Fronting a brand new family business
THE Asprey name is undoubtedly familiar to you. The British luxury brand has been around since the time of Queen Victoria. For 200 years the family sold luxury goods to the world’s well-heeled before being bought out by a devoted customer.
Sadly, when William Asprey, the seventh line of the family, came to start up a new venture, which specialises in jewellery as well as guns and rifles, in 1999 he was unable to take his name with him, settling instead for William & Son. “My son’s sisters don’t like it much,” he jokes.
“Ultimately I’d love to recreate the family business, but I wouldn’t compel my children to take it on. There has to be a reason they want to. My current plans are simply to grow the business.”
Asprey hopes to open new stores across the world in the coming years. “It’s a difficult thing to do,” he confesses.

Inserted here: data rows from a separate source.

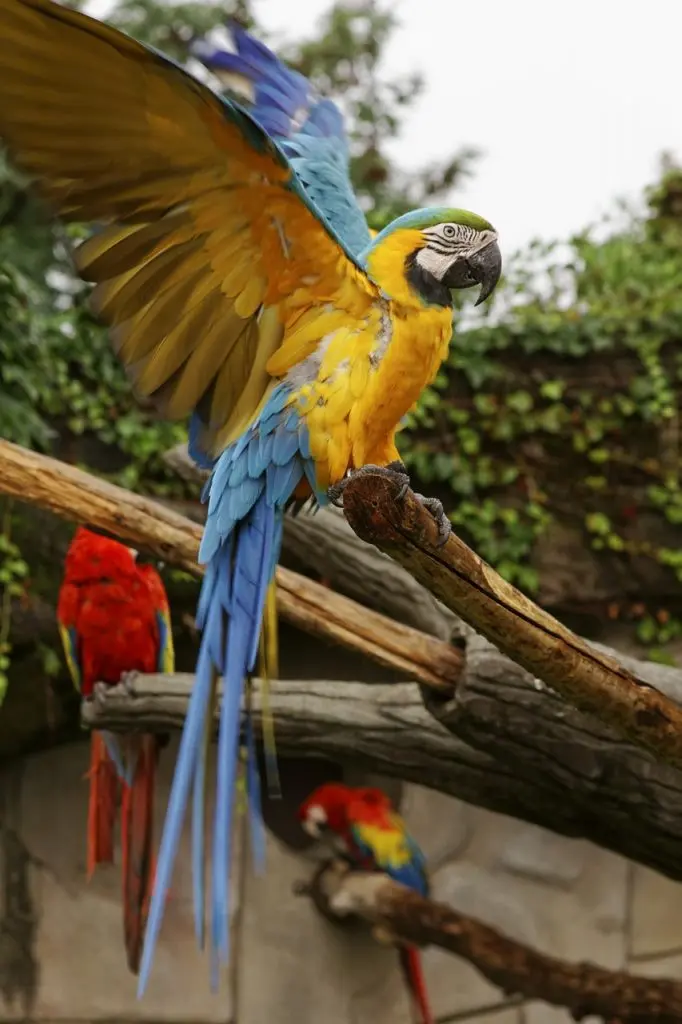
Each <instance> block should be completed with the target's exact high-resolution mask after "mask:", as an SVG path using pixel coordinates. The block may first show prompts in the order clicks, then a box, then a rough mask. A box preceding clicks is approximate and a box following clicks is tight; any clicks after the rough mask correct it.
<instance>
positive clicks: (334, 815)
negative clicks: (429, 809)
mask: <svg viewBox="0 0 682 1024" xmlns="http://www.w3.org/2000/svg"><path fill="white" fill-rule="evenodd" d="M298 816H299V820H300V821H301V823H302V825H303V827H304V828H305V830H306V831H307V833H308V835H309V836H312V837H313V838H314V839H323V840H326V841H327V842H328V843H330V842H331V845H332V846H333V847H334V849H335V851H336V852H341V853H342V854H343V855H344V856H345V857H346V859H348V860H349V861H350V862H351V863H352V864H353V865H354V866H355V867H358V868H361V869H363V870H375V871H377V870H379V871H383V872H384V873H385V874H388V877H389V878H391V879H394V880H395V881H396V882H400V883H401V884H402V885H403V886H407V887H408V888H409V889H414V890H415V892H418V893H419V894H420V896H425V897H426V896H428V895H429V883H428V878H427V874H426V859H425V857H424V854H423V853H422V851H421V850H420V849H419V846H418V845H417V843H416V842H415V840H414V839H413V838H412V837H411V836H410V834H409V831H408V829H407V826H406V823H404V821H403V820H402V818H401V817H400V815H399V814H398V813H397V812H396V811H395V810H394V809H393V806H392V804H391V802H390V800H389V798H388V797H387V796H386V794H385V793H382V791H381V790H377V788H374V787H373V786H356V787H353V786H348V785H344V784H343V783H341V782H328V783H326V784H325V785H321V786H318V788H316V790H314V791H313V793H311V794H310V796H309V797H308V798H307V800H305V801H304V802H303V804H302V805H301V807H300V808H299V812H298ZM398 955H399V957H400V968H401V971H402V975H403V977H404V980H406V984H407V987H408V991H409V992H410V996H411V999H412V1004H413V1009H414V1014H415V1020H416V1021H417V1022H418V1024H433V1022H434V1018H433V1014H432V1013H431V1010H430V1007H429V1002H428V997H427V994H426V985H425V982H424V974H423V971H422V962H421V956H420V953H419V950H418V949H416V948H414V947H413V946H400V947H399V948H398Z"/></svg>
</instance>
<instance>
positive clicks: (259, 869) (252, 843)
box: [247, 715, 265, 873]
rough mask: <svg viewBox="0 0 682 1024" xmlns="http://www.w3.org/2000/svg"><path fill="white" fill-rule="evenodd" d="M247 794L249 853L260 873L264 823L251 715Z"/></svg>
mask: <svg viewBox="0 0 682 1024" xmlns="http://www.w3.org/2000/svg"><path fill="white" fill-rule="evenodd" d="M247 792H248V797H249V824H250V835H251V852H252V854H253V861H254V866H255V868H256V870H257V871H258V872H259V873H262V872H263V871H264V870H265V823H264V821H263V802H262V796H261V791H260V773H259V771H258V758H257V755H256V736H255V733H254V728H253V716H251V715H249V717H248V718H247Z"/></svg>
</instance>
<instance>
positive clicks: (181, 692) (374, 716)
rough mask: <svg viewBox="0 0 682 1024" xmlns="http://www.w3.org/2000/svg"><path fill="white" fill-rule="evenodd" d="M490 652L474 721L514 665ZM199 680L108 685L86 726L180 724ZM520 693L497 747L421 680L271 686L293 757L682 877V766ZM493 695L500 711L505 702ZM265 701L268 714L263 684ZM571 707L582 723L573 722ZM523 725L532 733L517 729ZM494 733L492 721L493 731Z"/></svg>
mask: <svg viewBox="0 0 682 1024" xmlns="http://www.w3.org/2000/svg"><path fill="white" fill-rule="evenodd" d="M485 650H487V651H488V652H493V648H491V647H489V646H487V647H486V648H485V649H484V650H483V652H482V653H480V654H479V655H476V656H474V657H472V659H471V663H470V664H469V662H468V663H467V685H468V686H471V687H472V689H473V690H474V693H473V695H472V696H471V703H472V705H473V711H471V710H468V711H467V712H466V713H465V720H468V721H473V722H476V720H477V718H480V717H481V714H482V713H481V711H480V709H478V707H477V706H478V705H482V707H483V709H485V707H486V701H485V698H484V697H481V695H480V694H484V691H485V687H486V685H487V683H488V674H489V673H491V672H492V671H493V672H497V671H499V670H500V669H501V670H502V671H504V667H505V666H508V665H509V664H510V663H509V662H507V659H506V658H504V657H503V655H502V654H497V652H495V653H496V654H497V658H498V663H497V668H493V667H492V663H491V658H489V656H488V653H485ZM517 672H518V673H519V677H522V675H524V674H523V672H522V670H521V669H517ZM193 681H194V677H193V676H190V675H184V674H179V673H178V674H176V675H173V676H162V675H150V676H142V675H137V676H135V677H134V678H133V679H132V681H131V682H129V683H128V685H127V686H126V687H122V686H117V687H112V688H106V687H98V689H97V697H96V699H95V700H94V701H86V702H85V703H84V705H83V709H82V720H83V723H84V724H85V725H86V726H89V727H91V728H99V729H111V730H112V731H114V732H126V731H130V730H134V729H142V730H144V729H147V730H150V731H164V730H167V729H169V728H178V729H179V728H181V726H182V723H183V721H184V716H185V713H186V709H187V702H188V699H189V693H190V690H191V685H193ZM509 689H510V690H511V692H512V695H513V700H515V701H516V703H513V702H511V701H510V702H509V703H508V705H503V706H502V709H500V707H499V703H498V705H497V721H498V722H499V723H500V724H501V732H500V736H499V737H498V739H497V742H496V744H495V745H494V750H493V751H487V750H486V749H485V746H484V744H482V743H480V744H478V743H477V744H476V746H473V745H470V744H469V743H467V742H464V741H463V740H462V739H459V738H457V737H456V736H455V735H453V734H451V733H449V732H447V731H446V730H445V729H443V728H442V726H441V725H440V724H439V723H438V722H437V721H436V720H435V719H434V718H432V717H431V715H429V714H428V712H427V711H426V710H425V708H424V705H423V702H422V699H421V697H420V694H419V691H418V689H417V687H415V686H414V685H413V684H412V683H388V684H377V683H359V682H339V681H338V680H336V681H335V680H329V681H325V680H322V681H321V680H306V681H296V680H290V679H283V680H278V681H276V684H275V685H274V686H273V687H272V692H271V696H270V703H271V709H272V714H273V716H274V725H275V729H276V736H278V748H279V750H280V752H281V753H282V754H283V755H287V754H291V755H294V756H296V757H305V756H310V757H321V756H323V757H328V758H330V759H331V760H333V761H348V762H352V763H354V764H357V763H361V764H363V765H364V766H365V767H366V768H368V769H369V770H371V771H374V772H379V773H381V774H383V775H388V776H392V777H397V778H400V779H404V780H407V781H409V782H417V783H419V784H421V785H428V786H431V787H432V788H435V790H439V791H441V792H442V793H447V794H451V795H452V796H454V797H459V798H460V799H461V800H466V801H468V802H469V803H472V804H476V805H478V806H480V807H485V808H487V809H488V810H493V811H498V812H501V813H503V814H510V815H512V816H514V817H517V818H522V819H523V820H526V821H530V822H532V823H534V824H538V825H543V826H544V827H546V828H551V829H553V830H554V831H558V833H561V834H562V835H566V836H572V837H578V836H580V837H585V838H588V839H591V840H592V841H593V842H595V843H598V844H599V845H601V846H604V847H606V848H608V849H611V850H614V851H615V852H616V853H621V854H623V855H624V856H627V857H631V858H632V859H633V860H638V861H640V862H641V863H644V864H647V865H648V866H649V867H653V868H654V869H656V870H659V871H662V872H664V873H665V874H668V876H670V877H671V878H674V879H682V773H680V772H677V771H675V769H673V768H669V767H668V766H666V765H660V764H657V763H656V762H655V761H654V760H653V758H652V757H651V755H649V754H648V753H646V752H645V751H640V750H639V749H637V748H627V746H625V745H624V744H623V742H622V741H620V740H619V739H617V737H615V738H614V737H612V736H609V734H608V733H607V732H606V730H603V731H602V732H598V731H597V732H595V731H594V730H595V729H598V725H595V724H593V723H592V720H591V719H586V718H585V716H580V715H579V713H578V712H572V710H571V709H566V708H565V705H561V702H560V700H559V698H558V697H556V696H551V695H550V694H548V693H547V692H546V691H545V692H543V691H538V690H535V689H534V688H532V687H526V686H525V685H524V684H523V681H522V679H521V678H512V679H510V681H509ZM488 703H489V706H492V707H493V709H494V711H493V714H495V709H496V702H495V698H493V700H491V701H489V702H488ZM254 707H255V711H256V716H258V714H259V708H260V703H259V690H258V684H257V681H256V686H255V697H254ZM564 712H570V713H571V714H572V715H573V716H574V720H573V721H572V722H570V723H565V722H564V717H565V716H564ZM217 715H218V712H217V711H216V728H217V724H218V719H217ZM519 722H520V723H522V726H523V729H522V730H521V731H520V732H515V726H516V725H517V723H519ZM562 728H563V729H564V734H563V735H561V733H560V730H561V729H562ZM481 731H482V730H481ZM492 731H493V730H492V726H491V725H489V723H488V724H487V731H485V732H483V735H487V734H489V733H491V732H492ZM562 746H563V757H562V758H561V757H560V756H559V753H558V752H559V751H561V749H562ZM553 762H556V763H555V764H554V763H553ZM519 766H520V769H521V770H520V771H519Z"/></svg>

Despite its global ambitions, William & Son will always be an iconic British brand. “Lots of people in England rather pooh-pooh British craftsmanship. They fail to realise that it is actually very highly regarded internationally.” Indeed, a lot of William & Son’s business is generated from the international community.
THE NEW FAMILY BUSINESS
Asprey really understands this trade. He has literally grown up with the business. “I used to be a porter and packer in the Asprey shop in the school holidays.” Now his children do the same, but at William & Son. “My daughters have lots of fun putting out the jewellery in the morning in the shop.”
CV | WILLIAM ASPREY
Company name: William & Son
Company turnover: £31,851,033, ending March 2010
Number of staff: 26
Job title: Chairman
Age: 45
Born: London
Lives: South West London
Background: The army for four years
Drinking: French wine
Reading: John Fowles novels
Idols: “I admire my wife Lucy and my three children.”
Talents: Shooting
Awards: Royal warrant for goldsmiths and silversmiths given to William & Son by the Queen in 2009
Motto: “Do as you would be done by.”
First ambition: “To be independently successful.”